© LCIL’information a été dévoilée par Le Monde : José Bové a porté plainte contre X le 3 février après avoir reçu des menaces par téléphone. Ces messages d'intimidation, révélés à l’époque par Le Journal du dimanche, auraient commencé alors que Bové se trouvait au Brésil pour le Forum social : "à Porto Alegre, j'ai reçu des menaces extrêmement précises me promettant de me "crever" à mon retour à Roissy", indique-t-il. Ces appels avaient paru suffisamment sérieux pour que la Confédération paysanne et Attac demandent au ministère de l'Intérieur d’assurer sa sécurité. Mais ils semblent avoir continué alors que José Bové était revenu à Millau. C’est d’ailleurs à la gendarmerie de cette ville que la plainte a été déposée.

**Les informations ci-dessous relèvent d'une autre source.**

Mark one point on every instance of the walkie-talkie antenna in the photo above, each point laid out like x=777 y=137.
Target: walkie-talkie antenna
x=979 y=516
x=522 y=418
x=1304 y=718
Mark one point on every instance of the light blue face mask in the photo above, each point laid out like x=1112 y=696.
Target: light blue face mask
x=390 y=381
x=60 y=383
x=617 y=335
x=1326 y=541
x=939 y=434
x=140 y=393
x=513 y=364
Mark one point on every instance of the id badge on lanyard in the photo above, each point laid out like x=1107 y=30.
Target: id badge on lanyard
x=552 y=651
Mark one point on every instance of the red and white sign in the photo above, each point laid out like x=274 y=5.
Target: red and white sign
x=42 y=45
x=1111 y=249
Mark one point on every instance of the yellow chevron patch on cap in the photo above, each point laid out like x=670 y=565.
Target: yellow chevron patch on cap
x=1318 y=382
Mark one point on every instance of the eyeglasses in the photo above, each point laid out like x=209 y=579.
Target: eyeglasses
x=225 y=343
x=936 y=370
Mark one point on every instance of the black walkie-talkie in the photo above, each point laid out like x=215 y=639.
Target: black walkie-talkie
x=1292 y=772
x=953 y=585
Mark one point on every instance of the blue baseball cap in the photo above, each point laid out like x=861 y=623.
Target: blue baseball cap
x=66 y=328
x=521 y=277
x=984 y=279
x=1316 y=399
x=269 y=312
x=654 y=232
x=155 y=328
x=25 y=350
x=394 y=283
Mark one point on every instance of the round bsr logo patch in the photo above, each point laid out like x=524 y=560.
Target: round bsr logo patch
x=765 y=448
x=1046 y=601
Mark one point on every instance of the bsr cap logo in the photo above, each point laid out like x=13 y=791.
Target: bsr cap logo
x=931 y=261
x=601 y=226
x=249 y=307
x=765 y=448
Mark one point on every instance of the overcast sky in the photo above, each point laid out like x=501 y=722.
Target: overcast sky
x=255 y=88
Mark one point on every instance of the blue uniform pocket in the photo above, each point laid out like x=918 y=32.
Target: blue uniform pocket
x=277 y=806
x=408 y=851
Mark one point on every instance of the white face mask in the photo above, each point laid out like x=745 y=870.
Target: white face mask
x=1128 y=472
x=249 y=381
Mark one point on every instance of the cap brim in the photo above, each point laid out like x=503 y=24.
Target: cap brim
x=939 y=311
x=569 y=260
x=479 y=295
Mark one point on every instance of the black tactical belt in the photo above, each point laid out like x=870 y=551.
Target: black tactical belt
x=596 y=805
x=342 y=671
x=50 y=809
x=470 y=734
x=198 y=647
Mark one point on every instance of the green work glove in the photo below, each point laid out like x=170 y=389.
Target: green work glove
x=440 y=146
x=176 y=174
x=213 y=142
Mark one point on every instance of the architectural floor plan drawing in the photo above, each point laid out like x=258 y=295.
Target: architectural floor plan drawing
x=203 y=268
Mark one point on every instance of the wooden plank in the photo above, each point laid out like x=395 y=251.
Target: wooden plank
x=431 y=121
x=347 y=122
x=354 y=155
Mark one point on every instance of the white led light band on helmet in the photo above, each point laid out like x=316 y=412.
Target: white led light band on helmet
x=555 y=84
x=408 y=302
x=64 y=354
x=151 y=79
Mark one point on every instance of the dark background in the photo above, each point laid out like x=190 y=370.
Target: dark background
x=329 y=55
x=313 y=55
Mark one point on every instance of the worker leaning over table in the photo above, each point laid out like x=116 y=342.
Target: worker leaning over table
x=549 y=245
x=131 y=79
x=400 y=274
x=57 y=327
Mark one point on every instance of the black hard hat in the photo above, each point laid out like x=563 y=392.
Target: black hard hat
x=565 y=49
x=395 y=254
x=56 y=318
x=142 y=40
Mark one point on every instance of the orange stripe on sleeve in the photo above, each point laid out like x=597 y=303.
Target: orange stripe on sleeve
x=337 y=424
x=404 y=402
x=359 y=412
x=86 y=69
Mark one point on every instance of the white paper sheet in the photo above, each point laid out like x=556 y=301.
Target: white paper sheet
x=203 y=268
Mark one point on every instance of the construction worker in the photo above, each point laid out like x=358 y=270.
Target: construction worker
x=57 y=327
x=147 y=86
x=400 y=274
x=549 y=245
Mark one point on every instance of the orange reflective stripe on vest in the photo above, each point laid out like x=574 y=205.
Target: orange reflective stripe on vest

Les soupçons se porteraient sur des militants extrêmistes juifs, qui n’auraient pas pardonné au leader paysan son soutien affiché à Arafat et son expédition à Ramallah en avril dernier. Pas plus que ses déclarations laissant entendre que le Mossad aurait intérêt à la montée d'agressions antisémites en France – même si, depuis, José Bové a fait amende honorable.
"Accusations odieuses"
Bové ne serait pas le seul à avoir été pris pour cible : les Verts, qui auraient également reçu des menaces anonymes, n'ont pas décidé de porter plainte. Dans leur cas, ce qui aurait déclenché l’hostilité de ces présumés extrémistes serait plutôt "l'affaire Farbiaz", le 11 janvier dernier. Le Vert Patrick Farbiaz aurait alors tenu des propos favorables au mouvement terroriste Hamas – propos qui, selon une journaliste de France Inter présente lors des faits, pourraient être "du registre de la provocation". Noël Mamère a fait état depuis lors d'inscriptions menaçantes devant son domicile. Christian Picquet, un des responsables de la LCR et animateur de manifestations de soutien aux Palestiniens, dit avoir aussi reçu des menaces par téléphone.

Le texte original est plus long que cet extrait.